Rubio's quick rise has led people to assume he's just using the Senate as a stepping stone to the White House, and in some ways Rubio is less engaged in the Senate than others — in 2014, he was absent from more votes than any other senator, for example. But his work on higher education, as well as some other bipartisan efforts (with Cory Booker on expanding the wifi spectrum, for example) shows that he's at least somewhat committed to legislative work.

Rubio pays lip service to criminal justice reform, but he's still a drug warrior

Criminal justice, like tax policy and foreign affairs, is something the Republican Party is divided on right now. Many of Marco Rubio's competitors and potential competitors for the 2016 Republican nomination — Rand Paul, Ted Cruz, and Chris Christie, for example — have firmly allied themselves with reformers who want to reduce incarceration rates and shorten criminal sentences. Crime isn't a central issue for Rubio, but when he has talked about it, he's been fairly supportive of the tough-on-crime policies of the past few decades.

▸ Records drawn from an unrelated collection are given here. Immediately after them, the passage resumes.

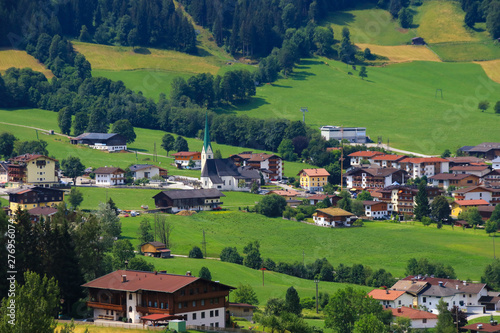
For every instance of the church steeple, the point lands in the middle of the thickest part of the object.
(207, 151)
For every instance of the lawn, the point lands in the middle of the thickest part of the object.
(21, 59)
(61, 148)
(378, 245)
(397, 102)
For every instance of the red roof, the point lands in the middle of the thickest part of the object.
(418, 160)
(386, 295)
(484, 328)
(411, 313)
(365, 153)
(137, 280)
(479, 202)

Rubio has been vocally opposed to reducing mandatory minimum sentences for drug crimes, for example. In October 2014, he wrote that "reform should not begin with careless weakening of drug laws that have done so much to help end the violence and mayhem that plagued American cities in prior decades." (He's also said that there is "no responsible way to recreationally use" marijuana.)

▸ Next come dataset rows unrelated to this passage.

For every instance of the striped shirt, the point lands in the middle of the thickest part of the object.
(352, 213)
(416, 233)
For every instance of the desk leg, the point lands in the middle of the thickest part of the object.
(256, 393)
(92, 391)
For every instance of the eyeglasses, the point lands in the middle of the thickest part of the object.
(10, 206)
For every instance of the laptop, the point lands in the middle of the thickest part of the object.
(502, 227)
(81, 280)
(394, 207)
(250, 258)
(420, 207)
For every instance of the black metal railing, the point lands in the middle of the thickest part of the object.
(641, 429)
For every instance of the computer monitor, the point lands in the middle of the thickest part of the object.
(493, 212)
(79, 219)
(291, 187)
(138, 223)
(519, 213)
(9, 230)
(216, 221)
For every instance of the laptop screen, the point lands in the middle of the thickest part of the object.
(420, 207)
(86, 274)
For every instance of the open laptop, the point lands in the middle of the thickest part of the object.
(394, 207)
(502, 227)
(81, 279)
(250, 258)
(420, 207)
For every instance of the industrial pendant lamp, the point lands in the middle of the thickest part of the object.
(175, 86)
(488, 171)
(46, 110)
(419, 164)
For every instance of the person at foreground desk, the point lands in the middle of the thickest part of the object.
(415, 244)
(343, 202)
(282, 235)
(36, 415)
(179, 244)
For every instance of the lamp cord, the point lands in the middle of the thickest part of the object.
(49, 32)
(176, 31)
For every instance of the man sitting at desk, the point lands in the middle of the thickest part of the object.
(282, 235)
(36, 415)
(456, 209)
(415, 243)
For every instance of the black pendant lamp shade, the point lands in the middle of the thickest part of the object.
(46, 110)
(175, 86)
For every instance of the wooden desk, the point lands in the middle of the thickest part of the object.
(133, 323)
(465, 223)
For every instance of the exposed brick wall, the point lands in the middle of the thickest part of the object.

Rubio isn't necessarily opposed to any criminal justice reform — it's just that he lags behind many other Republicans (especially relatively young Republicans) in considering it. He contributed to a 2015 essay collection in which several candidates for president outlined reforms they wanted to make to the criminal justice system. But he wrote his essay on the need to reduce the number of federal crimes — which would benefit businesses trying to comply with regulations. It's the least controversial possible thing a Republican could say about the criminal justice system.

Some progressives have criticized Rubio for his connections to private prison companies; Rubio has received more than $40,000 dollars from leading prison corporation the GEO Group, more than any other senator. Those progressives tend to draw a direct line from Rubio's private prison donors to his own positions. But it looks like Rubio is trying to keep a relatively low profile on the issue.